If error in measuring diameter of a circle is 6 %, the error in the radius of the circle would be

To solve the problem of finding the error in the radius of a circle when the error in measuring the diameter is given as 6%, we can follow these steps: ### Step-by-Step Solution: 1. **Understand the Relationship Between Diameter and Radius**: The diameter (D) of a circle is related to the radius (R) by the formula: \[ D = 2R \] 2. **Identify the Error in Diameter**: We are given that the error in measuring the diameter is 6%. This can be expressed mathematically as: \[ \frac{\Delta D}{D} \times 100 = 6\% \] where \(\Delta D\) is the absolute error in the diameter. 3. **Relate the Errors**: Since the diameter is twice the radius, we can express the error in diameter in terms of the error in radius.
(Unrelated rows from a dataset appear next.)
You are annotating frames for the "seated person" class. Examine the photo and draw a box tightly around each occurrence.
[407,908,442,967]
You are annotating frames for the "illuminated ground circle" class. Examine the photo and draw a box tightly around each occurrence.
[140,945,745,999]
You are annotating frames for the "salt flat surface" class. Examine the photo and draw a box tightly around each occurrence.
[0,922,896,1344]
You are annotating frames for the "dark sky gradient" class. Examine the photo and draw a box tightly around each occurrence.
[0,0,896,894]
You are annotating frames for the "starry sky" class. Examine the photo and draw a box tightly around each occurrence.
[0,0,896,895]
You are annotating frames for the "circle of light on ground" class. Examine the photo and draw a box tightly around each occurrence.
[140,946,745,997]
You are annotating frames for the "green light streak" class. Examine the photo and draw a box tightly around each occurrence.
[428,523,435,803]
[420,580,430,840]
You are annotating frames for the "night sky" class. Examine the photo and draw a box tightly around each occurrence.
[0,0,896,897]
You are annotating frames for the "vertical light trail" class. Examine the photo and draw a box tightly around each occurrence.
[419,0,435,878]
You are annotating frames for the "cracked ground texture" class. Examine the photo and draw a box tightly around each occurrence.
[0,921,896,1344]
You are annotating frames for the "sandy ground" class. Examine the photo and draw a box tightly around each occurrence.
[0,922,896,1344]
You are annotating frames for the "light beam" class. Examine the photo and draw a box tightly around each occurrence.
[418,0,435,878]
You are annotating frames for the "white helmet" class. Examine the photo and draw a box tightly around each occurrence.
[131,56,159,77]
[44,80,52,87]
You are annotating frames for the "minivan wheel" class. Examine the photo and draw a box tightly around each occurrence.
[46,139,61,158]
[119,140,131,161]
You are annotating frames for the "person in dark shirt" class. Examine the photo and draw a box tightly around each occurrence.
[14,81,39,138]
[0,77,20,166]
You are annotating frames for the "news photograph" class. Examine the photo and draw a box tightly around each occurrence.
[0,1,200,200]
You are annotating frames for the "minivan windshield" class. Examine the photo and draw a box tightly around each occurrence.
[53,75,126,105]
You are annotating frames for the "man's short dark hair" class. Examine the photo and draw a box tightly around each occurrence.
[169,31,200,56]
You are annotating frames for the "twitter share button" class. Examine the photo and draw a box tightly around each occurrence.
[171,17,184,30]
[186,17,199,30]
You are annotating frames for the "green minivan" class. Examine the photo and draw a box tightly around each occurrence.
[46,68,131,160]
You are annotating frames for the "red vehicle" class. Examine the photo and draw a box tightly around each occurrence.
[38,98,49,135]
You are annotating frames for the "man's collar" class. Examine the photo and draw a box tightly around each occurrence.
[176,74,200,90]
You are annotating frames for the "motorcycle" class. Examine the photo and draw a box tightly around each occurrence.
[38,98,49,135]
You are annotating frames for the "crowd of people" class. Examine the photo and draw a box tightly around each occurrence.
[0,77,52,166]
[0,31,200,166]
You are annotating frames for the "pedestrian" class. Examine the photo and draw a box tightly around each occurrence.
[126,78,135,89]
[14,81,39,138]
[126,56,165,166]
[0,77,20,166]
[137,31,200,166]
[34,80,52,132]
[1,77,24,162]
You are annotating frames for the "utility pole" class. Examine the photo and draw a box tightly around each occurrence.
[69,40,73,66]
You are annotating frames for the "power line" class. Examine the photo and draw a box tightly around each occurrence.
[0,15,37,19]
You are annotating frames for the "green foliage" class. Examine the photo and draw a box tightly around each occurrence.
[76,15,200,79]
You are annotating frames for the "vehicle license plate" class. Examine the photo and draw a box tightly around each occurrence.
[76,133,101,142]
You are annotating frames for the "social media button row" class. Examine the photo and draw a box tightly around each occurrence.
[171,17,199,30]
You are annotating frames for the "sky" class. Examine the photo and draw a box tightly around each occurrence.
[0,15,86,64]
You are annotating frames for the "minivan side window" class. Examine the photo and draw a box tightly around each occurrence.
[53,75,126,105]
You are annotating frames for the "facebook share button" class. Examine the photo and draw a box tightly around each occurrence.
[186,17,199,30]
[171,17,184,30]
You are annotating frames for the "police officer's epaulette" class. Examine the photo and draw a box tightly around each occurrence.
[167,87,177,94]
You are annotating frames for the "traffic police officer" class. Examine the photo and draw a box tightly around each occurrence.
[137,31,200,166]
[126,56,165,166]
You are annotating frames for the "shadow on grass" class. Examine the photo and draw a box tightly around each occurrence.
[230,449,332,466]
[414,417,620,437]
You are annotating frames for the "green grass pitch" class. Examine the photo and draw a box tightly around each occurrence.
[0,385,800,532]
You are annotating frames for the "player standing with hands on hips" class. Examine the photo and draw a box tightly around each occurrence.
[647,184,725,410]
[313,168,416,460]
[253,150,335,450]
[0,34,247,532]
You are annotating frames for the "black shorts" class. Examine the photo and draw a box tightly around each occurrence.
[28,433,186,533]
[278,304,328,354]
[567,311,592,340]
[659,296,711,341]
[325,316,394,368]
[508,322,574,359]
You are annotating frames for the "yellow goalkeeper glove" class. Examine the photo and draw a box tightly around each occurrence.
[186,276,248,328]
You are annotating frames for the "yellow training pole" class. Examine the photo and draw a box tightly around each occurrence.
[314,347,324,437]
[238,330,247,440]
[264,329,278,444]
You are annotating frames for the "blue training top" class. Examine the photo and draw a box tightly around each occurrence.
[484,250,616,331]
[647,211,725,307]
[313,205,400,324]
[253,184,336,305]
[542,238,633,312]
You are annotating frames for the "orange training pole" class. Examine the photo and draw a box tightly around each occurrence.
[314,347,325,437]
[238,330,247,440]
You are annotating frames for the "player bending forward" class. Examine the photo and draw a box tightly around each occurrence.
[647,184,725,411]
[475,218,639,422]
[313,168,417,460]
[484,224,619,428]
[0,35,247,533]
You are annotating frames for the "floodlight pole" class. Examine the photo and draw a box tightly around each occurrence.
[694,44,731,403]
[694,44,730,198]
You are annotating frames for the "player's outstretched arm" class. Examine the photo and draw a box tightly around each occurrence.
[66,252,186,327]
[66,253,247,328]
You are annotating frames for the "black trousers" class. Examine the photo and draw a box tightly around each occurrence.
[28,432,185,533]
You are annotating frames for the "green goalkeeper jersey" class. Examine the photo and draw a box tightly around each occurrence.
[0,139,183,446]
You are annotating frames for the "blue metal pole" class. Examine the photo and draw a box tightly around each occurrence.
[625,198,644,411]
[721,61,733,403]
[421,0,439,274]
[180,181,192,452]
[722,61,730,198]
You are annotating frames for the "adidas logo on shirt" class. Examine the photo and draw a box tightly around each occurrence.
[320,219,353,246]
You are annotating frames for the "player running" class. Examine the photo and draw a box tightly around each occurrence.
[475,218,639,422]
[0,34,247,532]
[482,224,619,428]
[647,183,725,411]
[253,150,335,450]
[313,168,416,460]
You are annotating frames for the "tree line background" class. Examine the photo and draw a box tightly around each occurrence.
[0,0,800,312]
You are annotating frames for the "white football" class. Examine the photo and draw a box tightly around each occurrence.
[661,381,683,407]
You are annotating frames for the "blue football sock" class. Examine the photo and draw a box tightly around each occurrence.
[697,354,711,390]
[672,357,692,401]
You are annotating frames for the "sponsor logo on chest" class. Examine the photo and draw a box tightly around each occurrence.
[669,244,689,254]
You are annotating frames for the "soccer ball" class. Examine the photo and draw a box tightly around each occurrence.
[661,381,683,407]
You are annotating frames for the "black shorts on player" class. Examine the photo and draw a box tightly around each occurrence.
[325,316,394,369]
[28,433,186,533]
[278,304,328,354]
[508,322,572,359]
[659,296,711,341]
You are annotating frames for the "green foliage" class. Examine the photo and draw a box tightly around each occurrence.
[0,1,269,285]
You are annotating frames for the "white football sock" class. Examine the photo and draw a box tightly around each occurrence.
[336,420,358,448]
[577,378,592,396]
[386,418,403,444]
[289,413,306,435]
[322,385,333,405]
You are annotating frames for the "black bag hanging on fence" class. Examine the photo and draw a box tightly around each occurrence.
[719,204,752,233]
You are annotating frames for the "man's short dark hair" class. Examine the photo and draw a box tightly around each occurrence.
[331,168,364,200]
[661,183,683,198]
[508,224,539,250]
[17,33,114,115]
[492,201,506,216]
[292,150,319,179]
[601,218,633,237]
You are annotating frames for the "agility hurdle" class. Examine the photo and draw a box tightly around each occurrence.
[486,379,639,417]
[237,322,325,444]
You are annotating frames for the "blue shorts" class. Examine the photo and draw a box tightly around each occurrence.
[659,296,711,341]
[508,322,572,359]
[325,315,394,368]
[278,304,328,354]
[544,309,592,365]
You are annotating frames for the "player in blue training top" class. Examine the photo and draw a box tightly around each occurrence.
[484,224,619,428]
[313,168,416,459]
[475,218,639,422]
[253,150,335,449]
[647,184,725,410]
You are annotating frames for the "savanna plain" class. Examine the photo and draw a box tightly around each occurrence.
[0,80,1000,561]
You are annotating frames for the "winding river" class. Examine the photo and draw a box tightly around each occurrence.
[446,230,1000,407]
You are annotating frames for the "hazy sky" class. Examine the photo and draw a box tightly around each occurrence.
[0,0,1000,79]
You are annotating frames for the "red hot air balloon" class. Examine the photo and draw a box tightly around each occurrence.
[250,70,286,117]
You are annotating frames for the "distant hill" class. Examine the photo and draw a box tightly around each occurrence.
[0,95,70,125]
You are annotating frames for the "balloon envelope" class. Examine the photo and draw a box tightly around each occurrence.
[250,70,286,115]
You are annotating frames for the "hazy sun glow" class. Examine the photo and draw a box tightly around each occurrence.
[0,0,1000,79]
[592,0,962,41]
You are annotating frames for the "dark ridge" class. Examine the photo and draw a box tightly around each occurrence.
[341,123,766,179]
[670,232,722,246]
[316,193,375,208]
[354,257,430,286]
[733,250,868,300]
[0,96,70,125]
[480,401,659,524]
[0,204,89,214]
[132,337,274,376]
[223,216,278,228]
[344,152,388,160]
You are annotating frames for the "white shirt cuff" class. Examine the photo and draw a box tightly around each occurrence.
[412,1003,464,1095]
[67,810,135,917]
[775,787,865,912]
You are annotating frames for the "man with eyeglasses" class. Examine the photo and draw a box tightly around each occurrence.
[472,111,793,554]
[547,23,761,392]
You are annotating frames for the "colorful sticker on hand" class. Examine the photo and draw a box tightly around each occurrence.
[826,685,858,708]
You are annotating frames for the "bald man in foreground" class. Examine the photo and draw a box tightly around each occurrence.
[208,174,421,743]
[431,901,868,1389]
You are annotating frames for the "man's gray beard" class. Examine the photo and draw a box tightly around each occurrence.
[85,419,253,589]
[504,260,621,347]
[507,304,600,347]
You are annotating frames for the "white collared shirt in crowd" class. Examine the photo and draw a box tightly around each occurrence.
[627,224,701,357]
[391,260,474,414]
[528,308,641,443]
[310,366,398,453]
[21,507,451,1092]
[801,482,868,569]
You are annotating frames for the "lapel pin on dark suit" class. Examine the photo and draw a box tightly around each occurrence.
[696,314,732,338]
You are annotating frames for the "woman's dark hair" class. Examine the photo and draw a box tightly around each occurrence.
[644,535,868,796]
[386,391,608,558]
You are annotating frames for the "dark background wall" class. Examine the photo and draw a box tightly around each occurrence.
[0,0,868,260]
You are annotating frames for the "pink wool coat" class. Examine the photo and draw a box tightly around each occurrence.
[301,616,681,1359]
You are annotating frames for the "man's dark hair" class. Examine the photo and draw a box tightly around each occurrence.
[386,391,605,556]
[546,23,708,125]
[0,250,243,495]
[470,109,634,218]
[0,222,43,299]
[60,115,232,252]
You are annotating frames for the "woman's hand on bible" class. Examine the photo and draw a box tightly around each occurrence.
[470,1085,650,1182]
The error in radius can be expressed as: \[ \frac{\Delta R}{R} \times 100 \] where \(\Delta R\) is the absolute error in the radius. 4. **Use the Relationship of Diameter and Radius**: The relationship between the errors can be derived from the differentiation of the formula \(D = 2R\): \[ \Delta D = 2 \Delta R \] This means that any error in the diameter is twice the error in the radius. 5. **Set Up the Equation**: From the previous steps, we can relate the percentage errors: \[ \frac{\Delta D}{D} = 2 \frac{\Delta R}{R} \] Substituting the known error in diameter: \[ 6\% = 2 \frac{\Delta R}{R} \times 100 \] 6. **Solve for the Error in Radius**: Rearranging the equation to find the error in radius: \[ \frac{\Delta R}{R} \times 100 = \frac{6\%}{2} \] \[ \frac{\Delta R}{R} \times 100 = 3\% \] 7. **Conclusion**: Therefore, the error in the radius of the circle is: \[ \text{Error in radius} = 3\% \] ### Final Answer: The error in the radius of the circle would be **3%**.